Différentes études cliniques ont décrit l’intérêt des pansements prophylactiques (pansements hydrocolloïdes siliconés multicouches) en association aux soins usuels dans la prévention des escarres chez les sujets à risque. Certaines ont également décrit leur supériorité aux films de polyuréthane.

En France, les recommandations relatives à la prévention des escarres émanent de la Société française de gériatrie et de gérontologie (SFGG), de la Société française de médecine physique et de réadaptation (Sofmer) et de la Société française et francophone des plaies et cicatrisation (SFFPC). La HAS préconise quant à elle les films de polyuréthane et les hydrocolloïdes dans des contextes différents.  Le dossier proposé par la Revue Francophone de cicatrisation fait le point sur le sujet.

Qui est concerné ?

Les sujets à risque d’escarres présentent des facteurs de risque :

- intrinsèques : âge, immobilité, maladie chronique sévère, état nutritionnel et cutané, ….

- extrinsèques : forces de pression, de friction et de cisaillement au niveau des zones les plus à risque (talon et sacrum pour les sujets alités, ischions pour les sujets assis, occiput pour les nourrissons, localisés en cas de sondes naso-gastriques, port de masque à oxygène…).

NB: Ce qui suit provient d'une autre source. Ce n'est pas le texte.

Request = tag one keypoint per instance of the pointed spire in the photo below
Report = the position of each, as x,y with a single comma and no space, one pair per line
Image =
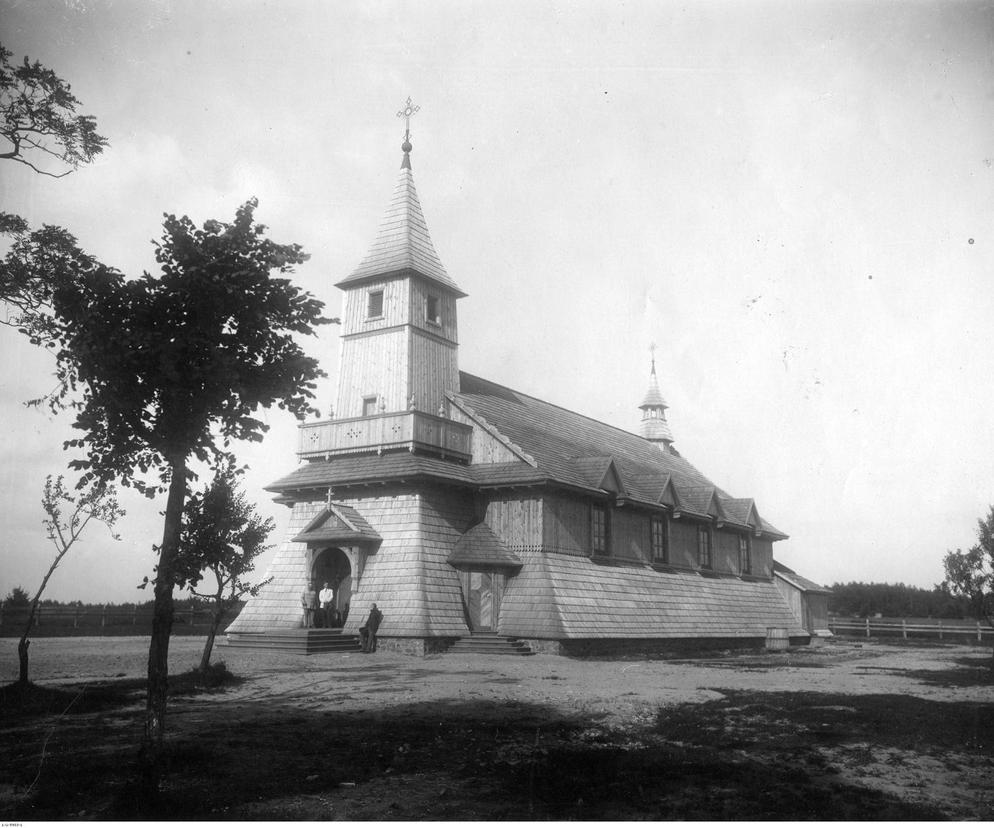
402,242
654,427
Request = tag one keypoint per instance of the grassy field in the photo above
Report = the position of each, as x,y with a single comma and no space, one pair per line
847,731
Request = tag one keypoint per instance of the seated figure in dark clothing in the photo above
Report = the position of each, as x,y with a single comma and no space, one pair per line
367,632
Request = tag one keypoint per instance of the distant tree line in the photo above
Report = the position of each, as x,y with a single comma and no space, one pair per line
896,601
18,598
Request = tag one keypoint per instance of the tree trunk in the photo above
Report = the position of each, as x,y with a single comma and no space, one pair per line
205,659
158,651
22,658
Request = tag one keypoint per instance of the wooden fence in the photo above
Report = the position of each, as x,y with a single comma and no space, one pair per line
103,620
943,630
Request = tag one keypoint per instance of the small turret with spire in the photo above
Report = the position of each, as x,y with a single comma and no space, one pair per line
654,427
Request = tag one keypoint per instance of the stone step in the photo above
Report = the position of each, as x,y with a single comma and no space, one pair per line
490,644
302,641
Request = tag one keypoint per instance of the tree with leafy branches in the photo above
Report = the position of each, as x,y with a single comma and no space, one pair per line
970,574
39,122
18,597
164,370
222,537
66,516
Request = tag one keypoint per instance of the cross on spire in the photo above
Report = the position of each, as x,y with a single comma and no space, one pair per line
406,113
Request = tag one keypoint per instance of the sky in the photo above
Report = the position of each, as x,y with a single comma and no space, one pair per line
794,202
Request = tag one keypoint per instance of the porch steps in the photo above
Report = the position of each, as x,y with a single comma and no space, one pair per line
489,643
303,641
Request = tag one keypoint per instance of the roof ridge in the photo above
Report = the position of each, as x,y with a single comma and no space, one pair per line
552,405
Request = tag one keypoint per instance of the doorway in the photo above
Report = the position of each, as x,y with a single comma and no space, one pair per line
331,566
481,599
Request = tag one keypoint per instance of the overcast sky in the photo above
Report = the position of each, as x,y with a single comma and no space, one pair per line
794,201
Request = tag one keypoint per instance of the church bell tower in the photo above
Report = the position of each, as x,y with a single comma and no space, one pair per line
399,332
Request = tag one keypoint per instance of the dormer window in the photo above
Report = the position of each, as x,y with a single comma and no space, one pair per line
374,309
745,555
660,540
704,547
432,314
599,530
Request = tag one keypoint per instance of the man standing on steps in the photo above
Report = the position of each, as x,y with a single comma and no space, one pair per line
327,597
308,601
367,633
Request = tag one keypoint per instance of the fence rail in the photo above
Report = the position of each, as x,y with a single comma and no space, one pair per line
903,628
103,620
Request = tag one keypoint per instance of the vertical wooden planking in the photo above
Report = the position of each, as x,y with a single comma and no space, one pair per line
630,535
683,543
566,526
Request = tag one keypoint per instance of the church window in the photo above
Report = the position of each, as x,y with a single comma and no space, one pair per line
598,530
745,555
704,547
431,310
375,308
660,540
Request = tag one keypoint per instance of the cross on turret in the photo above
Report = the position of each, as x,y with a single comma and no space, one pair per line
406,113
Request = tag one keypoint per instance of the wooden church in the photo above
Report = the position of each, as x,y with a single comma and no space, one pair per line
460,506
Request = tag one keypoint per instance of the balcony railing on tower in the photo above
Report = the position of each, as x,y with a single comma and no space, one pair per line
411,430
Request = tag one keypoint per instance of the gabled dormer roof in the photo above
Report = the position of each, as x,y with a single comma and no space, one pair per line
700,500
479,546
337,523
600,472
403,245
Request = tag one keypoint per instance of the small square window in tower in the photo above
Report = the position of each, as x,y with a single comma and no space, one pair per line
375,308
431,310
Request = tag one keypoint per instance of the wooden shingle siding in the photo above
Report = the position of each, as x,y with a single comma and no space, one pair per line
384,357
517,521
444,518
561,596
408,577
630,535
566,525
278,603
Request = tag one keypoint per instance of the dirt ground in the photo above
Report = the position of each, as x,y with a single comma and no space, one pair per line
850,730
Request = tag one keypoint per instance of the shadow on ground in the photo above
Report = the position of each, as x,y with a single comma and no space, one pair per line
747,756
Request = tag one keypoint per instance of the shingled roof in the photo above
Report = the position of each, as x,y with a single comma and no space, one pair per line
402,243
562,447
571,449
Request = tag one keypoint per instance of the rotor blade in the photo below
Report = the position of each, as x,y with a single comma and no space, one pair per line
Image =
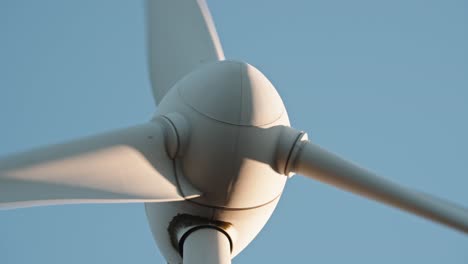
181,36
317,163
128,165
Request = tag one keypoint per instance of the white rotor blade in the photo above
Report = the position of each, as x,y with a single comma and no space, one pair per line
181,36
128,165
317,163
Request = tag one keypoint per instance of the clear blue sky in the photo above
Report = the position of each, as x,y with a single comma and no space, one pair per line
383,83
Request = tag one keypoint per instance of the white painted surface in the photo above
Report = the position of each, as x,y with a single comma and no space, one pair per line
127,165
207,246
319,164
181,36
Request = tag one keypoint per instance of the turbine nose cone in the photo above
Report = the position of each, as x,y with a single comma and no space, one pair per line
233,92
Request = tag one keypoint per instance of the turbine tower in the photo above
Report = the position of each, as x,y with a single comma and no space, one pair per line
212,163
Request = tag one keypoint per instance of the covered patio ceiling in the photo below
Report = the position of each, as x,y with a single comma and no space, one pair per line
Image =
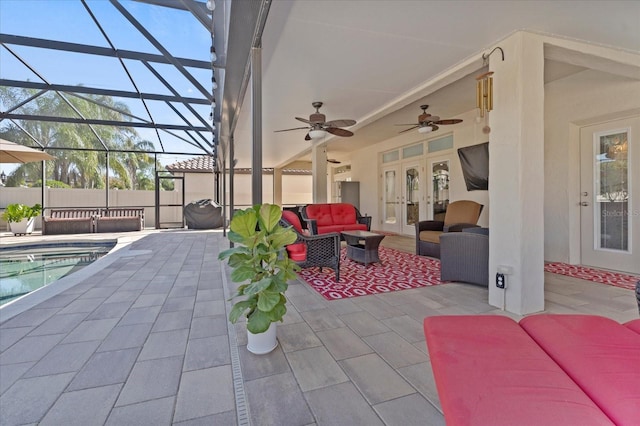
371,61
377,61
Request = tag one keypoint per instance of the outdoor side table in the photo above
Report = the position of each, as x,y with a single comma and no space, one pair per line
362,246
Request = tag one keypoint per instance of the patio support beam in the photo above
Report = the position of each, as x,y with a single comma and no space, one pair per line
516,167
102,92
256,128
319,171
277,186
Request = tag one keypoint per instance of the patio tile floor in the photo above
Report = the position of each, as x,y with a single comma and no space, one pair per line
142,338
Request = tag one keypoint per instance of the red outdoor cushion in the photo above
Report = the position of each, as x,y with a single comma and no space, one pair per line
634,325
600,355
293,219
355,227
488,371
330,228
321,213
297,252
343,214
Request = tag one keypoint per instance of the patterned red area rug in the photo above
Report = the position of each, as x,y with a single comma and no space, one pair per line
398,271
592,274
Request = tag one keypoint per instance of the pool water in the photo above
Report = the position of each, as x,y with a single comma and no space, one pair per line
26,268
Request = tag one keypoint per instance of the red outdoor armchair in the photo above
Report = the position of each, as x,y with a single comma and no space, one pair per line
313,250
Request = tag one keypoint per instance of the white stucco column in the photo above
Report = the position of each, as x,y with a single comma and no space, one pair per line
277,186
516,175
319,171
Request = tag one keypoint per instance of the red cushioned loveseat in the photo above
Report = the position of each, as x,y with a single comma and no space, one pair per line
334,217
545,370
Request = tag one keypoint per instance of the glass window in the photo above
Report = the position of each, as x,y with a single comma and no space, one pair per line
388,157
440,144
412,151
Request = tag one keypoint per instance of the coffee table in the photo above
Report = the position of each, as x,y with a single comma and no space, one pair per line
362,246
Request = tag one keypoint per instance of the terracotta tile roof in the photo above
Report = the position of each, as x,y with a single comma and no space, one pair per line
201,164
204,164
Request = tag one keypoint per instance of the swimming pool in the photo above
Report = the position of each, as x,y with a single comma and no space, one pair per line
26,268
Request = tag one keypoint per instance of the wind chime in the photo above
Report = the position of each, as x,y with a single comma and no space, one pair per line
484,85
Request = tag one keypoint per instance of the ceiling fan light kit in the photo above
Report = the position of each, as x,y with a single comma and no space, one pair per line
318,126
428,123
317,134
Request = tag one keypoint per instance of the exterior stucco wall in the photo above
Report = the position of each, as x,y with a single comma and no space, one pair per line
588,97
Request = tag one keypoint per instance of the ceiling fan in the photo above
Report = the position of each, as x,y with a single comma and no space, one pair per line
427,122
318,125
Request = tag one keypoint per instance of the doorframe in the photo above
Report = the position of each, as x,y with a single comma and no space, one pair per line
613,125
413,163
397,227
431,159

L’apparition des escarres découle du dépassement du seuil mécanique définissant la déformation maximale à laquelle une cellule musculaire, ou même adipeuse, peut être soumise avant destruction, dans un délai de quelques minutes, et de celui du seuil ischémique, définissant la déformation maximale conduisant à l’ischémie locale des vaisseaux, dans un délai de quelques heures. Enfin, la température et l’humidité locale peuvent être des facteurs influants.

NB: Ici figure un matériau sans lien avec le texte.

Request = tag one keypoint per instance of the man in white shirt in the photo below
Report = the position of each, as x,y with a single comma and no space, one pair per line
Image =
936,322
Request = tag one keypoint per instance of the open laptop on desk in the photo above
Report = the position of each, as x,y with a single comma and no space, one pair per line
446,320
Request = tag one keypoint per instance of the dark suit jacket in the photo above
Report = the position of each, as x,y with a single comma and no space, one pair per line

Repérage et recommandations standards de prévention

Les patients à risque doivent être repérés dès l’admission, selon leur état général et les soins qui leur sont portés (bloc opératoire, soins intensifs,...), notamment grâce à l’utilisation de scores de risque (échelle de Braden). Des supports et matériels anti-escarres sont préconisés, associés à la mobilisation du patient toutes les 4 à 6 heures, un apport nutritionnel et protéique suffisant, une toilette de la peau et une surveillance quotidienne adaptées.

Mécanismes d’action des pansements

Ce sont les travaux de modélisation des forces s’exerçant sur les tissus qui ont permis de développer des pansements adaptés à la prévention des escarres. Ainsi, la nature des matériaux utilisés, leur agencement en couches (nombre et épaisseurs) permettent schématiquement d’atténuer les forces locales en les redistribuant sur une surface élargie, imposant la nécessité d’un pansement bien plus large que la seule zone exposée. La nature de l’adhésif doit aussi respecter la peau sans la léser ou la fragiliser. Les adhésifs en silicone, élastiques, sont en cela intéressants. Ils sont développés afin d’éviter également la macération cutanée.